Existe una porción de la juventud -no sabría decir si vasta o simplemente visible- que ha sido denominada, con la frialdad de las siglas “NI-NI”. Ni estudian, ni trabajan. Son, acaso, los hijos involuntarios del hastío y de la desilusión. Pero hay otro grupo, menos señalado por la crítica, aunque no menos digno de consideración.

Me refiero a esos otros jóvenes que sí han recorrido aulas y oficinas, pero que lo han hecho únicamente en busca del reflejo de sí mismos. Son los que han aprendido, quizás demasiado bien, la gramática del ego: yo primero, yo por sobre todos, yo triunfante. No conocen la antigua virtud de la empatía, ni esa suerte de piedad activa que se llama solidaridad.

Viven no ya en un mundo, sino en una vitrina. Compiten no por la verdad, sino por el símbolo: la casa, el automóvil, los viajes que deben ser fotografiados y compartidos como si fueran victorias en una guerra que nadie libra salvo ellos mismos. Desconocen la liturgia sencilla de tender la mano, de ponerse en los zapatos ajenos. Alegan, para justificar su ceguera, la escasez de tiempo, como si el tiempo no fuera, precisamente, el único bien común entre los hombres.

Estos jóvenes, criados entre vitrales de cristal y slogans publicitarios, ignoran lo que es la humanidad. Y, sin embargo, no son culpables.

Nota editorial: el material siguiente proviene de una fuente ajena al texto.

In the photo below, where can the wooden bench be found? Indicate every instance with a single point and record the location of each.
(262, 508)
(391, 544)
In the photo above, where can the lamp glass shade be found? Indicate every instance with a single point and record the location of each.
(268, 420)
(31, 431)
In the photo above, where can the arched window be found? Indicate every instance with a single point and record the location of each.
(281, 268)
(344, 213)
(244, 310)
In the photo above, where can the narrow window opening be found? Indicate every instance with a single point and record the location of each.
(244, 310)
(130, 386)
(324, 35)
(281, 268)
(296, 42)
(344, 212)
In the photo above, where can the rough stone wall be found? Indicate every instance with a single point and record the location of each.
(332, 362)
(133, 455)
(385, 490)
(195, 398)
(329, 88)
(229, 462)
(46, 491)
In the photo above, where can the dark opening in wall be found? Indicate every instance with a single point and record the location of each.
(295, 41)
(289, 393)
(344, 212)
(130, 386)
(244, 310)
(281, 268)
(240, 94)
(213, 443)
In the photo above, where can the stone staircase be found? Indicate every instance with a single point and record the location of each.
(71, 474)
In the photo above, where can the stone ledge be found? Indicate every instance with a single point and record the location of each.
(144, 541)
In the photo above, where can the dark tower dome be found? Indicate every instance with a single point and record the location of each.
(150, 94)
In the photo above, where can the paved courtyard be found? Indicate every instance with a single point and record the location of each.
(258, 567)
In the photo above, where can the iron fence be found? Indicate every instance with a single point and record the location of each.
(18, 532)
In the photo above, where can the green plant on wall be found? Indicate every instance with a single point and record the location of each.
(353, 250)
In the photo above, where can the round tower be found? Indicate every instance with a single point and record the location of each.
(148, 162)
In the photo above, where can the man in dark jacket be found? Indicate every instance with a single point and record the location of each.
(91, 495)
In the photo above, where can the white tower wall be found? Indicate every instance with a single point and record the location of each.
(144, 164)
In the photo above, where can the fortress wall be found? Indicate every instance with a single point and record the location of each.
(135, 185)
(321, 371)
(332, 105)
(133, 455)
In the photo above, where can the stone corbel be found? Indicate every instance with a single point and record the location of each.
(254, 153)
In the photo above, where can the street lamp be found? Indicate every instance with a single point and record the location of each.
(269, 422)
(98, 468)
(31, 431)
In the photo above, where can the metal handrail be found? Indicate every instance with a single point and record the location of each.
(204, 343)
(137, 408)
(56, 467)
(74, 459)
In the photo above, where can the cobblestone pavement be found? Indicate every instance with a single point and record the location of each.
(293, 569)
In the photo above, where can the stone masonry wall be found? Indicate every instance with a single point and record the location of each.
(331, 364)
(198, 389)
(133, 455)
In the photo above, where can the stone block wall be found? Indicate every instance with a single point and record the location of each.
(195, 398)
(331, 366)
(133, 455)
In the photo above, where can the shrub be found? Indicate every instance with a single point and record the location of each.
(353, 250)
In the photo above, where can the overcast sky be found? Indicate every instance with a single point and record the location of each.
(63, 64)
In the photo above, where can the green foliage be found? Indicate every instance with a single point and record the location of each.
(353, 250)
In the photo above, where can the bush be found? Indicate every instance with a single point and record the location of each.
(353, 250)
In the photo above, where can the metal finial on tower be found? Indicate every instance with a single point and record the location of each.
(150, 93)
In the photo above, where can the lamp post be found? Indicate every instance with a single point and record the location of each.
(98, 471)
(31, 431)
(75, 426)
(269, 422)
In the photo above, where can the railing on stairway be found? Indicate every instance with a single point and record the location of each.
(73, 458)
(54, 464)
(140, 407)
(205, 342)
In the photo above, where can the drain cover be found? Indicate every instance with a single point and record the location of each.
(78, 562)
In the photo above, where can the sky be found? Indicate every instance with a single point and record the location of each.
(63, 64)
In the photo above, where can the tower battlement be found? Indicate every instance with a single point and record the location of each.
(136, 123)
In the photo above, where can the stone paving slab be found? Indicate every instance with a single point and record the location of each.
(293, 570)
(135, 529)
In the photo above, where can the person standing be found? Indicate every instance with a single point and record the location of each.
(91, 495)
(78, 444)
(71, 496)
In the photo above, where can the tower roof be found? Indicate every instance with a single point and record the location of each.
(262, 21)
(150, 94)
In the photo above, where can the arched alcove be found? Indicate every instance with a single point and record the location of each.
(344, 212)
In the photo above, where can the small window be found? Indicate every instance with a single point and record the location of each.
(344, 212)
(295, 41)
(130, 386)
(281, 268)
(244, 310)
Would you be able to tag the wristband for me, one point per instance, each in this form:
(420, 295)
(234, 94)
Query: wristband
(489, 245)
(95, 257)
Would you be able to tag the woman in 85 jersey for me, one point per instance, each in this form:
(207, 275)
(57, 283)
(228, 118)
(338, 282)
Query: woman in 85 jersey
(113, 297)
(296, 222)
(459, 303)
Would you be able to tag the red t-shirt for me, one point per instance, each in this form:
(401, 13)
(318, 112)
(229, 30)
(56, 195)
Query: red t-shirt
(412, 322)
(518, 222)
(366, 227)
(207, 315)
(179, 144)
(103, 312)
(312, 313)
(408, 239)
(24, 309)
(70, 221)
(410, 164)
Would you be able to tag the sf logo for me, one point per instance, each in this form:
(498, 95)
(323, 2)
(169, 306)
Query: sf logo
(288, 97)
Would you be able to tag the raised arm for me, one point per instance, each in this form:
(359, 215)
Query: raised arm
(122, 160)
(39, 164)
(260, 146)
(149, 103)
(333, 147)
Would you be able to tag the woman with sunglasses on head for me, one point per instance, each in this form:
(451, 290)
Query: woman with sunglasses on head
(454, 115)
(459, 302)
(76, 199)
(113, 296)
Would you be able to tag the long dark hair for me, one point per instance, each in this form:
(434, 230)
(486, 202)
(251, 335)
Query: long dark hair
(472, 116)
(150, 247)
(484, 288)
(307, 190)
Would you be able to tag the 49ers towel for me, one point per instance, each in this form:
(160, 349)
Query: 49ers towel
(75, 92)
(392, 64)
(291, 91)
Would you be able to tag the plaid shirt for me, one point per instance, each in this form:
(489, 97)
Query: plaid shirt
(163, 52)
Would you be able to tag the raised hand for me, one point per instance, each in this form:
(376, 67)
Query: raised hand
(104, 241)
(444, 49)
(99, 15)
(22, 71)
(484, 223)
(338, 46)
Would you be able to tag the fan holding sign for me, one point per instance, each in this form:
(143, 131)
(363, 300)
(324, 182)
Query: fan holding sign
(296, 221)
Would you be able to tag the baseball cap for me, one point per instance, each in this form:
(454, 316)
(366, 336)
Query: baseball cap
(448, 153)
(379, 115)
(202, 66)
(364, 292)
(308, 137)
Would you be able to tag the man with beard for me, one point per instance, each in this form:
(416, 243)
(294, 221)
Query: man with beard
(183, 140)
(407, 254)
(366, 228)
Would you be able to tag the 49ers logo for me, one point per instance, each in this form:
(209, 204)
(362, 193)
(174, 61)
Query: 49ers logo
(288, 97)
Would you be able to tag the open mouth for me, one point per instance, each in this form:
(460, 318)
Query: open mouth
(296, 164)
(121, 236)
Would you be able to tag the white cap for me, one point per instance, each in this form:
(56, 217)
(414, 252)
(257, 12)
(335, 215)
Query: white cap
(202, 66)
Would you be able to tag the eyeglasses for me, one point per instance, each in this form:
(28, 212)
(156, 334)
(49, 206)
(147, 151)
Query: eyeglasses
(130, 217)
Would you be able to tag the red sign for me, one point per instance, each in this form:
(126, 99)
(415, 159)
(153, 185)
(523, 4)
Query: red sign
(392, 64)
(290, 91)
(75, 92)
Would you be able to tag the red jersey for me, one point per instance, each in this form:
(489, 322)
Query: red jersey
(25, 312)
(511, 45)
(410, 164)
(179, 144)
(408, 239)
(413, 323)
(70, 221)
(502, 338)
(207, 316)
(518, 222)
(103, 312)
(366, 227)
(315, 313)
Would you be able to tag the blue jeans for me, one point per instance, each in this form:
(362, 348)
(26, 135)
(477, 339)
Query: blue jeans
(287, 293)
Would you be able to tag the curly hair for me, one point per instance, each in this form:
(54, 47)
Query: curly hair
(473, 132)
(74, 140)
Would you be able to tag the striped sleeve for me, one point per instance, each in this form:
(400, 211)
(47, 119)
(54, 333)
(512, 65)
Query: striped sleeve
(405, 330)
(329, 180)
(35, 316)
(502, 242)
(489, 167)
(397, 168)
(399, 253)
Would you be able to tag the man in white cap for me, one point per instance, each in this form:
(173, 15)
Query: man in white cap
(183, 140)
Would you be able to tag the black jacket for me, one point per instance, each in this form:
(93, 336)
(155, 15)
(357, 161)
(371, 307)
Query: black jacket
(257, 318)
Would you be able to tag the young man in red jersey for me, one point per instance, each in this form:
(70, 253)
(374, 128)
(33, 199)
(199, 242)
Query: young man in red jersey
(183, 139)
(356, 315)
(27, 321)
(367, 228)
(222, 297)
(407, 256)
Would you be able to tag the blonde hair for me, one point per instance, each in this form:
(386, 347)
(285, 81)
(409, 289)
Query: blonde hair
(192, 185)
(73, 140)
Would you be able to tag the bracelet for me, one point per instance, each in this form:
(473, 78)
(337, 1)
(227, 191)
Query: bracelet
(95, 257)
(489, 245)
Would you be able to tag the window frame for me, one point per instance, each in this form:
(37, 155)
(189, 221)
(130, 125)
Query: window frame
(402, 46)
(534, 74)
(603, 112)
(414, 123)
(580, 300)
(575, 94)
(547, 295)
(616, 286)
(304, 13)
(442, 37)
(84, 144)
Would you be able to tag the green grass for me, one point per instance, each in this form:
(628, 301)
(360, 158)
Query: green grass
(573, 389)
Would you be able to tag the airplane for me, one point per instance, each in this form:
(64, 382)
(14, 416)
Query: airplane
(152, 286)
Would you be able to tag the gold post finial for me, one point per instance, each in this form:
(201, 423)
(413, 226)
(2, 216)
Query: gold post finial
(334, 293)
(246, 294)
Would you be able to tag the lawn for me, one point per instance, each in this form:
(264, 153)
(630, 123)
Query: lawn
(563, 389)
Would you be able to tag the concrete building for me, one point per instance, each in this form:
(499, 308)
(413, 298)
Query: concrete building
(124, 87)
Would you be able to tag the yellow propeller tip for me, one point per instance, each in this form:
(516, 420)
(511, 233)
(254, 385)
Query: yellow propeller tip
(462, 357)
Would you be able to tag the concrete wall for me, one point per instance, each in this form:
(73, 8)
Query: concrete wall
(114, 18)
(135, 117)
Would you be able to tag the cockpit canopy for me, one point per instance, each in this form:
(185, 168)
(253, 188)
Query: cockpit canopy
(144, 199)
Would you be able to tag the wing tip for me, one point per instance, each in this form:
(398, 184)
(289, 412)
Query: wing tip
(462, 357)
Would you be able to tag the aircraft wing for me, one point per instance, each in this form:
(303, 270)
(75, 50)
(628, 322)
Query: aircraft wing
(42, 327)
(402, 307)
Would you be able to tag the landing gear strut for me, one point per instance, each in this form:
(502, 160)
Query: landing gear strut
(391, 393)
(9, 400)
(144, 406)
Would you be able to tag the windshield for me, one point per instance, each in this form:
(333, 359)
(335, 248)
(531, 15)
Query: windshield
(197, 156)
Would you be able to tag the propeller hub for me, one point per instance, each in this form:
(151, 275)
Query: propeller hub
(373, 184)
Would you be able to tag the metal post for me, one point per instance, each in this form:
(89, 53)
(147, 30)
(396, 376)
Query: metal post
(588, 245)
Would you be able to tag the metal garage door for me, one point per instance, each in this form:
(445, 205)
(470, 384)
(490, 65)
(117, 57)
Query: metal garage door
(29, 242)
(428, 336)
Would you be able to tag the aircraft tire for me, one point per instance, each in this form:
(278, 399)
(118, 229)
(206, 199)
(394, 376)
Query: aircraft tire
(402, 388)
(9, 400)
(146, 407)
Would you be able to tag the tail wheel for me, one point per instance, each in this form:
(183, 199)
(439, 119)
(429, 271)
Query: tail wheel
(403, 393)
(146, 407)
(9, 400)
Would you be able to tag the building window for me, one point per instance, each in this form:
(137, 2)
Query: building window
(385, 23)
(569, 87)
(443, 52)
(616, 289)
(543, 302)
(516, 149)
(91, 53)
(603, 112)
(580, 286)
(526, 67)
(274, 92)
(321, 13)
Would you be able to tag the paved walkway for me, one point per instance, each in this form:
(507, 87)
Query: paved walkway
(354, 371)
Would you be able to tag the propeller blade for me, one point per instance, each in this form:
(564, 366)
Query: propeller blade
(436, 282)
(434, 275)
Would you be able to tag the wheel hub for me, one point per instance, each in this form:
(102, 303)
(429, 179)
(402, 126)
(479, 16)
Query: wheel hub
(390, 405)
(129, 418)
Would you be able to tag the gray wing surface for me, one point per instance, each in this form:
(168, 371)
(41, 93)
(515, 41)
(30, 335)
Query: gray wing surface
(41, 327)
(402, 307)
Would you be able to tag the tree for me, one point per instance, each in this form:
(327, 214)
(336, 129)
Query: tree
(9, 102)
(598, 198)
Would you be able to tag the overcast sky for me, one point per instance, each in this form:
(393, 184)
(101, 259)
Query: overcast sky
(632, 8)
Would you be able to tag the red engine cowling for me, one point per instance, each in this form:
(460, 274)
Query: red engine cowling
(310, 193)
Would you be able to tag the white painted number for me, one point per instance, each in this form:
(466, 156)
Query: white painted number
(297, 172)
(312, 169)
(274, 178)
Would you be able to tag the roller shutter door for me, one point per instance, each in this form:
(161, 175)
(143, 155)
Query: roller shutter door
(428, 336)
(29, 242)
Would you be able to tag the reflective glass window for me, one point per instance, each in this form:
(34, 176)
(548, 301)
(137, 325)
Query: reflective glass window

Acaso son apenas el resultado de un espejo deformante que les fue ofrecido desde la infancia.

Es lícito -y quizás inevitable- preguntarse: ¿Qué será de una sociedad habitada por estos dos extremos? ¿Quién cuidará de los padres que envejecen, o de los abuelos que ya sólo tienen memoria? El egoísmo, como un polvo invisible, se posa en todas las superficies.

Pero aún resta un tercer grupo, tal vez secreto, tal vez silencioso. Son los jóvenes que, sin renunciar al esfuerzo, conservan intacta el alma. Los que agradecen, los que ayudan, los que aman no por mandato sino por educación. En ellos, todavía resuena -como un eco antiguo- aquella enseñanza que alguna vez fue sagrada: “Amarás al prójimo como a ti mismo”.